Friday marked the final day of viewing of Nelson Mandela's body in the capital of South Africa, but many of those who can't make it there are traveling to Mandela's old neighborhood, which was the scene of many clashes over apartheid. NY1's Dean Meminger reported from South Africa all week and filed the following report.
SOWETO, SOUTH AFRICA - Nelson Mandela's old home is Soweto has been buzzing with activity all week, as visitors are trying to learn more about his history and the struggle against the former government policy of apartheid, which oppressed blacks and other people of color.
"It's a great honor to see people coming through to pay their last respects to our great father, Papa Mandela," said Jane Monakwuane, the museum's guide.
His old home is now a museum. As the nation continues to mourn the death of Mandela, many from around South Africa and the world are choosing the historic destination to pay their respects.
That includes dozens of South African bikers. Some rode hundreds of miles to get here.
"We all decided to come here together to show our last respects to Tata Madiba," said one biker. "It just shows that bikers have also got hearts."
"As you can see here, Indians, Chinese, blacks, you call them, they're all here riding together," said another. "We having the same message. We want the old man to rest in peace."
This area of Soweto was the scene of many protests as blacks fought for equality. In 1976, students rallied against being taught in Afrikaans, which was the language the government and whites spoke. The students wanted to learn in the language they knew: English. The police responded with weapons.
"The shooting started, Fourth Street, from here, where the student didn't want to learn in Afrikaans," Monakwuane said. "Plus-minus 600 were killed, 12,000 fled the country."
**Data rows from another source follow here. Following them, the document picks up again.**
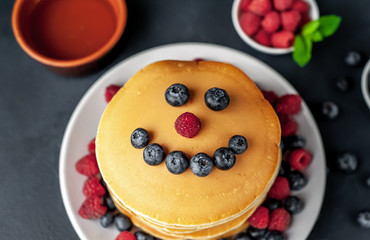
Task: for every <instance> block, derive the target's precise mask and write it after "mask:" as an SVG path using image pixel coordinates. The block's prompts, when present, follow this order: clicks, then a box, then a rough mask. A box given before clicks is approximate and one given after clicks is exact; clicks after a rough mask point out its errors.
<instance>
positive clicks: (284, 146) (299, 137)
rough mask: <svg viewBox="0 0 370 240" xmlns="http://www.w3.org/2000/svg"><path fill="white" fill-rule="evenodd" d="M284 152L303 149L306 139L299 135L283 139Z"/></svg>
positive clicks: (290, 136)
mask: <svg viewBox="0 0 370 240" xmlns="http://www.w3.org/2000/svg"><path fill="white" fill-rule="evenodd" d="M283 142H284V150H294V149H297V148H304V147H305V146H306V139H305V138H304V137H302V136H300V135H292V136H289V137H284V138H283Z"/></svg>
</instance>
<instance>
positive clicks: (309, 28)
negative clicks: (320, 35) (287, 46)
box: [302, 20, 320, 36]
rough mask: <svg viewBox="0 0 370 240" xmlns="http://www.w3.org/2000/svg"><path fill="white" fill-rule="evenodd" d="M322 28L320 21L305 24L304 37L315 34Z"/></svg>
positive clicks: (303, 35)
mask: <svg viewBox="0 0 370 240" xmlns="http://www.w3.org/2000/svg"><path fill="white" fill-rule="evenodd" d="M319 26H320V22H319V20H314V21H311V22H309V23H307V24H305V25H304V26H303V28H302V35H303V36H307V35H311V34H313V33H314V32H315V31H316V30H317V29H318V28H319Z"/></svg>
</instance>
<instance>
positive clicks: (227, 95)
mask: <svg viewBox="0 0 370 240" xmlns="http://www.w3.org/2000/svg"><path fill="white" fill-rule="evenodd" d="M204 101H205V102H206V105H207V107H209V108H210V109H211V110H213V111H221V110H223V109H225V108H226V107H227V106H228V105H229V103H230V97H229V94H227V92H226V91H225V90H223V89H221V88H211V89H208V91H207V92H206V93H205V94H204Z"/></svg>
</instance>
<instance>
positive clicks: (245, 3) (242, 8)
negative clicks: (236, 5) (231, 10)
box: [240, 0, 252, 11]
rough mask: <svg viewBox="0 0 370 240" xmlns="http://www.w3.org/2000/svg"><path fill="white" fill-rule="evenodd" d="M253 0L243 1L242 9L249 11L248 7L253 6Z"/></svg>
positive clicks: (242, 4)
mask: <svg viewBox="0 0 370 240" xmlns="http://www.w3.org/2000/svg"><path fill="white" fill-rule="evenodd" d="M251 2H252V0H242V1H241V2H240V9H241V10H243V11H249V10H248V7H249V5H250V4H251Z"/></svg>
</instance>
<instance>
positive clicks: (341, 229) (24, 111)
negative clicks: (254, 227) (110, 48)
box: [0, 0, 370, 240]
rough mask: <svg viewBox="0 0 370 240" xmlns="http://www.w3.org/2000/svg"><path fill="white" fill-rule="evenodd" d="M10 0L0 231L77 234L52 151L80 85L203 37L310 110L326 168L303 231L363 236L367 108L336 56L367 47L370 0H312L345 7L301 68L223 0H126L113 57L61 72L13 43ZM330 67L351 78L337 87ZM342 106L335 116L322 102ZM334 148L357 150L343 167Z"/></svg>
mask: <svg viewBox="0 0 370 240" xmlns="http://www.w3.org/2000/svg"><path fill="white" fill-rule="evenodd" d="M13 3H14V2H13V1H5V0H2V1H1V7H0V195H1V197H0V239H6V240H12V239H29V240H33V239H35V240H43V239H45V240H46V239H58V240H59V239H61V240H62V239H78V236H77V234H76V233H75V232H74V230H73V227H72V225H71V223H70V221H69V219H68V217H67V215H66V212H65V210H64V206H63V202H62V199H61V194H60V189H59V178H58V177H59V176H58V161H59V159H58V157H59V151H60V145H61V141H62V137H63V134H64V130H65V127H66V125H67V123H68V120H69V117H70V115H71V113H72V112H73V110H74V108H75V106H76V104H77V103H78V101H79V100H80V98H81V97H82V96H83V94H84V93H85V92H86V90H87V89H88V88H89V87H90V86H91V85H92V84H93V83H94V82H95V81H96V80H97V79H98V77H99V76H100V75H102V74H103V73H104V72H106V71H107V70H108V69H109V68H110V67H112V66H114V65H115V64H116V63H118V62H119V61H121V60H123V59H125V58H127V57H128V56H131V55H132V54H134V53H137V52H139V51H142V50H144V49H148V48H151V47H154V46H159V45H163V44H167V43H175V42H209V43H215V44H220V45H225V46H228V47H232V48H235V49H238V50H241V51H243V52H246V53H248V54H251V55H253V56H255V57H257V58H259V59H261V60H262V61H264V62H266V63H267V64H268V65H270V66H272V67H273V68H274V69H276V70H277V71H279V72H280V73H281V74H282V75H283V76H284V77H286V79H288V80H289V81H290V82H291V83H292V84H293V86H294V87H295V88H296V89H297V90H298V91H299V93H300V94H301V96H302V97H303V98H304V100H305V101H306V102H307V103H308V105H309V107H310V108H311V110H312V111H313V114H314V116H315V119H316V121H317V123H318V126H319V128H320V131H321V134H322V138H323V141H324V145H325V150H326V152H327V162H328V164H329V169H330V170H329V172H328V177H327V189H326V194H325V200H324V204H323V207H322V211H321V214H320V217H319V219H318V221H317V223H316V225H315V227H314V229H313V231H312V233H311V235H310V237H309V239H310V240H316V239H317V240H332V239H333V240H339V239H343V240H345V239H359V240H361V239H364V240H365V239H370V229H367V230H366V229H361V228H360V227H358V226H357V225H356V221H355V219H356V215H357V213H358V211H360V210H362V209H366V208H368V209H369V208H370V201H369V199H370V188H368V187H366V185H365V179H366V178H367V177H368V176H370V158H369V154H370V124H369V123H370V110H369V109H368V108H367V107H366V105H365V102H364V101H363V98H362V95H361V90H360V75H361V71H362V68H361V67H360V68H350V67H347V66H346V65H345V64H344V61H343V59H344V56H345V54H346V52H347V51H348V50H352V49H354V50H359V51H361V52H363V53H364V55H365V56H367V57H365V58H366V59H367V58H368V57H370V44H369V43H370V14H369V13H370V2H369V1H364V0H353V1H346V0H337V1H331V0H319V1H318V5H319V7H320V12H321V14H322V15H325V14H331V13H335V14H338V15H340V16H342V17H343V24H342V26H341V27H340V30H339V31H338V32H337V33H336V34H335V35H334V36H333V37H331V38H329V39H327V40H326V41H324V42H323V43H319V44H315V46H314V51H313V59H312V61H311V63H310V64H309V65H307V66H306V67H305V68H303V69H301V68H299V67H298V66H297V65H296V64H295V63H294V62H293V61H292V60H291V56H290V55H284V56H270V55H265V54H262V53H260V52H257V51H256V50H254V49H252V48H250V47H249V46H247V45H246V44H245V43H244V42H243V41H242V40H241V39H240V38H239V36H238V35H237V33H236V32H235V30H234V28H233V25H232V22H231V5H232V1H231V0H224V1H221V0H220V1H216V0H187V1H180V0H155V1H154V0H153V1H152V0H146V1H145V0H128V1H127V5H128V13H129V17H128V25H127V28H126V31H125V33H124V35H123V38H122V40H121V42H120V45H119V46H118V47H117V48H116V52H115V53H114V54H113V58H111V59H110V61H108V62H107V64H106V65H104V66H102V68H101V69H100V70H98V71H97V72H95V73H94V74H91V75H88V76H84V77H72V78H71V77H69V78H67V77H63V76H60V75H56V74H54V73H52V72H50V71H48V70H47V69H46V68H45V67H43V66H42V65H41V64H39V63H38V62H36V61H35V60H33V59H31V58H30V57H29V56H28V55H26V54H25V53H24V52H23V51H22V49H21V48H20V47H19V46H18V44H17V42H16V41H15V39H14V36H13V33H12V29H11V11H12V6H13ZM337 76H348V77H351V78H352V79H353V80H354V86H353V88H352V89H351V90H350V91H349V92H347V93H341V92H339V91H337V90H336V88H335V86H334V79H335V77H337ZM325 100H332V101H334V102H336V103H337V104H338V105H339V106H340V110H341V113H340V116H339V118H338V119H335V120H333V121H328V120H325V119H323V118H322V117H321V114H320V104H321V103H322V102H323V101H325ZM338 151H352V152H354V153H356V154H357V155H358V158H359V160H360V168H359V169H358V170H357V171H356V172H355V173H354V174H351V175H345V174H342V173H339V172H338V171H336V170H335V169H332V168H331V167H330V166H331V165H332V164H331V163H333V161H334V159H335V158H334V156H335V153H336V152H338Z"/></svg>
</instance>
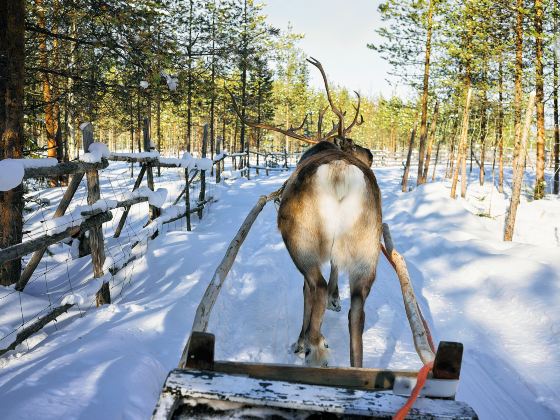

Mandela lived in the house for 15 years before he was arrested and sent to prison for 27 years. He returned to the home after he was released, but he only stayed for 11 days.
Popular South African gospel singer Rebecca Malope attracted a lot of attention during her visit, but she said that Mandela is the star of human rights she looks up to.
"Keep on the legacy, the love, the respect amongst each other, and the thrill of being here and showing that we are Mandela's children," she said.